Body language is Visual Sound.
All body parts participate in this language and therefore this sound is called visual sound. The visual language of aggression is baring of teeth and popping of the eyes in a monkey; thrashing of feet by a bull; erection of ears, raising of the head and baring of teeth on one side in a dog,;and arching of back, horripilation (erection of hair), and spitting from open mouth in a cat, accompanied by animal-specific growls of anger. This is visual sound, meaning that anger in the primitive brain of the animal transforms from image of threat to bodily expressions of anger. This visual sound becomes a mental sound which finds expression in larynx in Visuddha Chakra. In man, this articulated sound undergoes further modification into characters (Varna), phrases (Vakya), sentences (Vasaka), prose, poetry, images, and drawings.
Kundali goddess is the hypostasis of all modifications of sound, speech and expression; She wears the 50 Sanskrit letters as a rosary around her neck.
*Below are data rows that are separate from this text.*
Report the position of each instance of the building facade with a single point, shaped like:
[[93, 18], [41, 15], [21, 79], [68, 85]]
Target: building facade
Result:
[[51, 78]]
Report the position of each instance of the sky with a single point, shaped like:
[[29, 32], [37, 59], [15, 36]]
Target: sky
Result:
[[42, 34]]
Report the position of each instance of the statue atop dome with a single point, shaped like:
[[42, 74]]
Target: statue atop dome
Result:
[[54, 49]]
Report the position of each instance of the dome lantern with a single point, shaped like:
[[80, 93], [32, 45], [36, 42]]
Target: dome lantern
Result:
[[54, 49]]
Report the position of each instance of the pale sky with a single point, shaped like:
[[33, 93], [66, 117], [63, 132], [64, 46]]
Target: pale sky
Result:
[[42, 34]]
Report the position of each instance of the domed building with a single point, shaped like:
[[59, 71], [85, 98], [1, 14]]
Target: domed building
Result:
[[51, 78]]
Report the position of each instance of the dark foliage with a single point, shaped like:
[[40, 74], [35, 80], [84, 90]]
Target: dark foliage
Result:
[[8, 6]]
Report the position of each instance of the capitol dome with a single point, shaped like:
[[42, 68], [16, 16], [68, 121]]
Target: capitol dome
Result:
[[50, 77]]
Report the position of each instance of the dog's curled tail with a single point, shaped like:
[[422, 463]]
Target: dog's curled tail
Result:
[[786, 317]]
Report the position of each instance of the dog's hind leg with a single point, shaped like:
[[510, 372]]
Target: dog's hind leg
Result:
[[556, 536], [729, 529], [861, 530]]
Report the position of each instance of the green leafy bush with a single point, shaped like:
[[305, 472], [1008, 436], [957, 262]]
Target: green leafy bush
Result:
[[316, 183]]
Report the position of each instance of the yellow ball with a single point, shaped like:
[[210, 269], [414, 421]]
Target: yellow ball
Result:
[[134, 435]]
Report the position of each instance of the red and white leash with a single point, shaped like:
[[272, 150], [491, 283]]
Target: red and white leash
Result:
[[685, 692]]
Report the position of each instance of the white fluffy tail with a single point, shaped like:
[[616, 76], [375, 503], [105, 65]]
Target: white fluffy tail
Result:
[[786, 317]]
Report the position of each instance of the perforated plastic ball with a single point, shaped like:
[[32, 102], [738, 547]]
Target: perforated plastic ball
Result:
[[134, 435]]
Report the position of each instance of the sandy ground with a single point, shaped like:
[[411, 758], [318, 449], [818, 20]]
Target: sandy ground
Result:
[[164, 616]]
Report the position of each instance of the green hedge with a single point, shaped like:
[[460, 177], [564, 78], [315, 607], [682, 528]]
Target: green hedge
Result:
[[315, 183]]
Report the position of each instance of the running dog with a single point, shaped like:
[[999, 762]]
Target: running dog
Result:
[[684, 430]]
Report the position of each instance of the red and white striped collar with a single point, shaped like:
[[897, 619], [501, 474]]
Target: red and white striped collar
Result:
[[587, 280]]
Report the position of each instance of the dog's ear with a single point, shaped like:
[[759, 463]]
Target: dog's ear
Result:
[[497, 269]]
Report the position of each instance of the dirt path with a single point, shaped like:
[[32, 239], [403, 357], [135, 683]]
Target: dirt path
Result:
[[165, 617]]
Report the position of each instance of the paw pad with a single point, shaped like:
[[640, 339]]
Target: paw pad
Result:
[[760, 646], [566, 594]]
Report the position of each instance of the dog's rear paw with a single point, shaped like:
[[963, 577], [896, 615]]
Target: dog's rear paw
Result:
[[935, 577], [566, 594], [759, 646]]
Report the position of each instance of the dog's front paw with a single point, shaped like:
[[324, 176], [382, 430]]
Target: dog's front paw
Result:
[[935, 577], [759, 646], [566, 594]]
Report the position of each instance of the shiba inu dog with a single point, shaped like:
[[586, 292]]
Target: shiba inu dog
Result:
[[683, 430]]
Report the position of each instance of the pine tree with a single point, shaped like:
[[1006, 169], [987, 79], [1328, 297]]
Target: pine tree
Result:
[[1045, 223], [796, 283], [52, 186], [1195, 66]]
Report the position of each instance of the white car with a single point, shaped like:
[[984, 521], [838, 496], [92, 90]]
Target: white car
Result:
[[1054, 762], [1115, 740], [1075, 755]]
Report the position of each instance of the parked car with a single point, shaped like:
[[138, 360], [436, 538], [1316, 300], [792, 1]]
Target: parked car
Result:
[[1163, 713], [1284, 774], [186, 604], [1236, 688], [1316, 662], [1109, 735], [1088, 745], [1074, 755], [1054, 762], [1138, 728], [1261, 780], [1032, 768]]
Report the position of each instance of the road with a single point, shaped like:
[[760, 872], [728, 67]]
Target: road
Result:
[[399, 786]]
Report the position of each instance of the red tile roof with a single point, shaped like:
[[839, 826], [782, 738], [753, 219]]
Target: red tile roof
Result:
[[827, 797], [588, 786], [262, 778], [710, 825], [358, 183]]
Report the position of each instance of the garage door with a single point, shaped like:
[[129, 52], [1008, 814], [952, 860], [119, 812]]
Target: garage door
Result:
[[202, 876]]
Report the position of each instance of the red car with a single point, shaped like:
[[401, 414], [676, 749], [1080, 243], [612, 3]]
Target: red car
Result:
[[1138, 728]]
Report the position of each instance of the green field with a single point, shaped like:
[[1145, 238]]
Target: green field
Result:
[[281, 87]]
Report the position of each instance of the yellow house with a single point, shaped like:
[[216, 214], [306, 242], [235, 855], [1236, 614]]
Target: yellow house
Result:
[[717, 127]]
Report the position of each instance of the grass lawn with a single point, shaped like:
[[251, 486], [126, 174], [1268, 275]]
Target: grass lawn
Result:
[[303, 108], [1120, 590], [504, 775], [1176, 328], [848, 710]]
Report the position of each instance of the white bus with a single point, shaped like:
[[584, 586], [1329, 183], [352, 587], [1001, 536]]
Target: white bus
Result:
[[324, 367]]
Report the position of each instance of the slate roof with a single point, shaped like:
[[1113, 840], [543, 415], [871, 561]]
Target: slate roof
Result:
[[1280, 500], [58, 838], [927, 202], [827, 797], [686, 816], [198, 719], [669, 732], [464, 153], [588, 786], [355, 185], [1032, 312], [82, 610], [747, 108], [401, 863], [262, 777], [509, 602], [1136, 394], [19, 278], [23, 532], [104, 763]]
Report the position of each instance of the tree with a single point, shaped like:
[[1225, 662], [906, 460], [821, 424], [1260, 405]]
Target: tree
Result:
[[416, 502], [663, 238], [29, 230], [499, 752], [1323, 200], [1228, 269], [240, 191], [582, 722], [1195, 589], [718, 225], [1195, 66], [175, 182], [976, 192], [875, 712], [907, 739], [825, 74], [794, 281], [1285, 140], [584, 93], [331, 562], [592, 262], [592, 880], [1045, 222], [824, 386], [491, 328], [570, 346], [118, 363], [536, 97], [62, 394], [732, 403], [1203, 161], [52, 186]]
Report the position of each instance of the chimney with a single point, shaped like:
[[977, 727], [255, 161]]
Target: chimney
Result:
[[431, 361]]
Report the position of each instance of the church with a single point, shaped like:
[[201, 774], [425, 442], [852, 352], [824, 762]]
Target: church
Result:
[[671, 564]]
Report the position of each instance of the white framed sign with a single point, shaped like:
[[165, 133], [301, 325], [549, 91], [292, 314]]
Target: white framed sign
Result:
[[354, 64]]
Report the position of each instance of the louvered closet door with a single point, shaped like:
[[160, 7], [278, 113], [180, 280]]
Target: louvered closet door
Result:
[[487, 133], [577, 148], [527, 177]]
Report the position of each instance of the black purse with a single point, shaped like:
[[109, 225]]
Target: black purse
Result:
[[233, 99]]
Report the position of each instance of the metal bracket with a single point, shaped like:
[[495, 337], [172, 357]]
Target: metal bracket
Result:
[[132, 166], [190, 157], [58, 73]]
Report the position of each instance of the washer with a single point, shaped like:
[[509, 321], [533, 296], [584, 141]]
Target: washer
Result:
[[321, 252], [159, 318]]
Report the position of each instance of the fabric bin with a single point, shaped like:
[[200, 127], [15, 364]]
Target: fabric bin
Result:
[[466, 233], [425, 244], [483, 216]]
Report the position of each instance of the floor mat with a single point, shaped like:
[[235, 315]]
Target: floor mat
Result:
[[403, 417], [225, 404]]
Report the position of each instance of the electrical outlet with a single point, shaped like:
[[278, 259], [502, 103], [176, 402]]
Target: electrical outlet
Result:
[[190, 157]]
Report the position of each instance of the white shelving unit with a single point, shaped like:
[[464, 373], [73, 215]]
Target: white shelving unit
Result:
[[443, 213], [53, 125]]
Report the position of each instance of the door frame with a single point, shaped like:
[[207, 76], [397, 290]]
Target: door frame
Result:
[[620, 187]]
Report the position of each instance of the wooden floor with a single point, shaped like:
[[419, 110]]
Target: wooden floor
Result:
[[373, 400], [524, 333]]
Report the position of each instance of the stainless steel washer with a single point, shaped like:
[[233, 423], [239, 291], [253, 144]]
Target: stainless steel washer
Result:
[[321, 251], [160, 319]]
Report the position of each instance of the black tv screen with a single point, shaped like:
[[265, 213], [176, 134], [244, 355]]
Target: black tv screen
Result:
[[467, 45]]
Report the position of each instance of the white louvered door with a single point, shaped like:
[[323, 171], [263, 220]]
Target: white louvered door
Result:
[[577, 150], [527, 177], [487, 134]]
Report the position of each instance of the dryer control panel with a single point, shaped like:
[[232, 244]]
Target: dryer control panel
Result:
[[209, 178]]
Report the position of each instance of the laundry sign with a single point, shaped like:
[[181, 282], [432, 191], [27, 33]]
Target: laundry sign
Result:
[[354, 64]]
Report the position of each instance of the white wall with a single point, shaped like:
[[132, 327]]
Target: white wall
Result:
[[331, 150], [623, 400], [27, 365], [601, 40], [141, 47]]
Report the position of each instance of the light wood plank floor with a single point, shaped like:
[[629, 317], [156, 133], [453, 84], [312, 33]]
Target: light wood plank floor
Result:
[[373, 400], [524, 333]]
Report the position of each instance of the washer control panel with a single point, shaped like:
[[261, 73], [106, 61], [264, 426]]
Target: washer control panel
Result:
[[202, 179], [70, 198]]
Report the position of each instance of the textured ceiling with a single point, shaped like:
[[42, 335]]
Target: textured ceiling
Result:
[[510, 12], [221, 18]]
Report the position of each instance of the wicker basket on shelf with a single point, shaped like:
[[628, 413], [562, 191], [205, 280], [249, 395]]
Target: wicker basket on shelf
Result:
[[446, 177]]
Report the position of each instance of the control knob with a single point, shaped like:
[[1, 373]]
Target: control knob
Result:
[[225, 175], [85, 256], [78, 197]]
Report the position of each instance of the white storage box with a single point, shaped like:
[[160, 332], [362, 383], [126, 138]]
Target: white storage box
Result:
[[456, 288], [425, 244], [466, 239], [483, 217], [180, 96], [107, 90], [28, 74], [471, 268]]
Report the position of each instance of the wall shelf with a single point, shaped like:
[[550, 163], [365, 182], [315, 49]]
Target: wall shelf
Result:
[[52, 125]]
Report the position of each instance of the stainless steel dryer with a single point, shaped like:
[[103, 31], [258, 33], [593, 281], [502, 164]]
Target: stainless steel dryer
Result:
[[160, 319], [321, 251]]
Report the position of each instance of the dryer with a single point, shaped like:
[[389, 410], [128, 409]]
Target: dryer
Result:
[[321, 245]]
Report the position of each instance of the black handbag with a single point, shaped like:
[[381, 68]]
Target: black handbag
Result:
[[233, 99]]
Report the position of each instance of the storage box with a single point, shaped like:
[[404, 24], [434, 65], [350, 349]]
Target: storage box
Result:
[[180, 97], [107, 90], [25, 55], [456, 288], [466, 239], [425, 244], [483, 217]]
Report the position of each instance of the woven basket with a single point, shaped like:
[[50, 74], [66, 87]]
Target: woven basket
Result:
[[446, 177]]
In animals Sabdabrahman exists, but its manifestation is curtailed to the extent it is expressed in each animal. Man has Sabda (sound) and Varna (letter or character); animals have Sabda and not Varna; Sabda without Varna distinguishes animal from man. In Tantra, letters are considered so important that it asserts that matter, beings and gods (Brahma, Vishnu, and Rudra) originate from letters and mantras. For Tantrics, Matrka is Mother and Mother of all Letters; she is self-born and self-existent.
Brahman of sounds or Sound Brahman is Kundalini Goddess in Muladhara Chakra residing as coiled serpent ready to spring and pierce the upper Chakras, taking the Sadhaka with her. She remains in a state of sleep. Kundalini Sound exists as Para Nada (Vāni, the Transcendental Sound). The Primal Sound’s seat is at the Muladhara plane of Kundalini. It is undifferentiated sound, though it is the source of root ideas or germ thoughts. It is not within the reach of ordinary consciousness. Nada Yogis claim that Para Nada is a high frequency sound, so high that it does not stir or produce vibrations; it is a still sound. When you consider the great discoveries of man, the source that the person taps is Para Nada, whose higher purpose is to reveal Brahma Vidya to the Sadakas.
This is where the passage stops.